Michael Barker said it was the longest speech he'd ever had to give at a movie premiere.
"With great appreciation," said the Sony Pictures Classics co-chief at the Arclight's Cinerama Dome on Thursday night in Hollywood, "we would like to thank POM Wonderful, Hyatt Hotels, Jet Blue, Sheetz, Ban deodorant, Merrell Footwear, Carrera, Amy's Kitchen, Seventh Generation, MovieTickets.com, the island of Aruba, and Mane 'n Tail."
He stopped, and took a breath.
"Also: Trident, Old Navy, Petland Discounts, Carmex, Ted Baker, Thayer's Natural Remedies, PRG and KDF."
The barrage of sponsors' names were also plastered all over the backdrop to the red carpet outside the Dome, and on the wrap draped over a small pony, and on the jacket worn by Morgan Spurlock, the director of "POM Wonderful Presents The Greatest Movie Ever Sold," a documentary about product placement that the filmmaker refers to as a "DocBuster."

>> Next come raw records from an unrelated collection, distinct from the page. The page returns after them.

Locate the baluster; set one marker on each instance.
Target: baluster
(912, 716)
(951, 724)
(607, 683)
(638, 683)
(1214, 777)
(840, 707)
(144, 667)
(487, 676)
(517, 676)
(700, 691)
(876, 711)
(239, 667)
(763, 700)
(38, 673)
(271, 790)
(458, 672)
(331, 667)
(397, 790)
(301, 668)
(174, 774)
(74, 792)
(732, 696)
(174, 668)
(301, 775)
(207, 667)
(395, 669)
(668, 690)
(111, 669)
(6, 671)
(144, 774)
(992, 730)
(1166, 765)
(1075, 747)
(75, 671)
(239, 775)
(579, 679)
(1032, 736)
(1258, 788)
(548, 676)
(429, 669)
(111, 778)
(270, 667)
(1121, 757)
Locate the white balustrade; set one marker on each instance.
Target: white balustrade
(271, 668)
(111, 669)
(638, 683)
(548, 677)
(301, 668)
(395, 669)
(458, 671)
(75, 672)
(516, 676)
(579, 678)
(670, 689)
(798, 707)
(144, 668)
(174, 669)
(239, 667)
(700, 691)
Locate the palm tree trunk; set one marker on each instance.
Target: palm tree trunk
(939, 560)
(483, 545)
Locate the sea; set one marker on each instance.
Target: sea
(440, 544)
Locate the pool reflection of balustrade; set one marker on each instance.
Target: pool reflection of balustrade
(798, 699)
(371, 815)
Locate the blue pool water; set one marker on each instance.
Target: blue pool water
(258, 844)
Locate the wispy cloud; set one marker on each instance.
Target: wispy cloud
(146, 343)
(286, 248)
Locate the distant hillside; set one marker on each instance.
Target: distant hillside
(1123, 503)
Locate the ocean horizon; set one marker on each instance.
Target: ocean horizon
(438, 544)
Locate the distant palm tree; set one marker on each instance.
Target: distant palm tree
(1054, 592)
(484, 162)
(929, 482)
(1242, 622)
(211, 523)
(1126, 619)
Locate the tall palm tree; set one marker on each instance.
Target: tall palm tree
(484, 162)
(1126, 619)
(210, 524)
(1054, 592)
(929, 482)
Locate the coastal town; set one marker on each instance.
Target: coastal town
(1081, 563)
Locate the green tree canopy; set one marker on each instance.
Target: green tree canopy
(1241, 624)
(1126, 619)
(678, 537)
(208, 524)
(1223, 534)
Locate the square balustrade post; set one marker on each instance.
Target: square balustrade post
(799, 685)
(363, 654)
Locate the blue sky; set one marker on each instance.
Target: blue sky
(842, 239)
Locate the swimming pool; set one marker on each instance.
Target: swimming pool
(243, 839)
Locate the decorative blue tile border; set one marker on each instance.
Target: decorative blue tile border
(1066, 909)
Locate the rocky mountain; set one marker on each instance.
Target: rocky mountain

(Spurlock, left, and Barker; photo by Kevin Winter/Getty Images)
The film, which opens on Friday, explores product placement in films though Spurlock's successful efforts to enlist sponsors to supply the entire $1.5 million budget. It's very funny if a little scattered (branching out well beyond product placement to examine advertising in general), with Spurlock shamelessly dropping plugs for shoes, beverages, frozen pizza and convenience stores into a film that shows him negotiating with those companies for their inclusion.
He's even upfront about how much it all costs: $25,000 for an entry-level mention, $50,000 to $100,000 for more substantial inclusion, and $1 million for the rights to be the film's branding sponsor, included in the title.
The beverage POM Wonderful took that slot – though Spurlock admitted that the company won't actually have to pay the full $1 million unless the movie is successful on a number of levels.
"It's a sliding scale, with a series of benchmarks we have to hit to get the full amount," Spurlock explained to TheWrap at the party that followed the premiere. "We already have 600,000 media impressions, which was the first one. Now we need to play in 250 theaters worldwide, which shouldn't be a problem. We need to gross $10 million worldwide, and I'm pretty confident about that. And then we need to 500,000 in DVD and VOD."
A pause. "We'll see."
Sony Classics' Barker said he didn't think the $10 million mark would be a problem. "Worldwide, it'll do it," he said at the afterparty. "And we could do it in the U.S. I think we'll be able to keep this in theaters for a while, and it'll get good word of mouth."
The party – "the greatest afterparty every thrown," Spurlock proclaimed – took place at the Supper Club on Hollywood Boulevard, a space transformed into a showcase for the movie's sponsors. Jet Blue flight attendants stood next to a row of seats from one of the carrier's airplanes, racks of Carrera sunglasses sat next to a banner calling them "the greatest sunglasses you'll ever wear," and sponsors' names were projected on the ceiling and walls.
Swag bags given out to departing guests included Old Navy t-shirts, Trident gum, Thayer's Dry Mouth Spray, Aruba keychains, bottles of POM Wonderful, Sheetz souvenir cups, Terra Blues potato chips, Ban deodorant, Mini temporary tattoos, and coupons for free Amy's Kitchen pizzas and discounts on Carrera sunglasses.
And by the time that OK Go played the movie's theme song, "The Greatest Song I Ever Heard," the filmmaker was standing on a banquette in the VIP area, throwing his arms in the air and dancing with abandon in his sponsor-emblazoned jacket.
"Look at that guy," laughed Michael Barker. "He is having the time of his life."
Spurlock might have been even happier if he had seen the scene an hour earlier, when his movie ended and premiere guests began filing out of the Arclight.
As a pair of women walked down the aisle, one unconsciously slipped into an impromptu sales pitch for one of the film's sponsors.
"Yeah, I always bring my daughter out here on Jet Blue," she told her friend. "They fly into Long Beach, which is more convenient than LAX, and they don't charge for the first bag."
Spurlock couldn't have scripted it any better.